Kader mi Rastlantı mı?
“KADER çok can aldı ama bazılarını da esirgedi.” Bu sözler International Herald Tribune’da yer aldı. Geçtiğimiz yıl Kenya ve Tanzanya’daki Amerikan elçiliklerine düzenlenen terör eylemleri sonucu neredeyse 200 kişi öldü ve yüzlerce kişi yaralandı. Bununla birlikte, gazetenin bildirdiğine göre, “zamanlama elçiliğin en kıdemli diplomatlarının hayatını kurtardı.”
Onlar patlamanın olduğu yerden uzakta bir toplantıya katıldıkları için kurtulmuşlardı. Fakat, normal olarak toplantıda olması gereken üst düzey bir elçilik görevlisi orada değildi. O sırada patlamanın olduğu bölgenin yakınındaydı ve öldü.

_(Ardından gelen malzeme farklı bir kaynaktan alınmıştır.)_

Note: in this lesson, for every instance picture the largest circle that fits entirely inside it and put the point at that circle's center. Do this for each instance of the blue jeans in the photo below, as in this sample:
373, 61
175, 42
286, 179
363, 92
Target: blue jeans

Gazete, “kader, Arlene Kirk’e de acımasızca davrandı” diyor. Arlene tatilden Kenya’ya dönerken, bineceği uçakta koltuk sayısından fazla bilet satıldığını öğrenince hakkından vazgeçmek istedi. Ancak diğer yolcular ondan önce vazgeçtiğinden uçağa bindi. Sonuç olarak, patlamanın olduğu gün elçilikteki işine döndü ve öldü.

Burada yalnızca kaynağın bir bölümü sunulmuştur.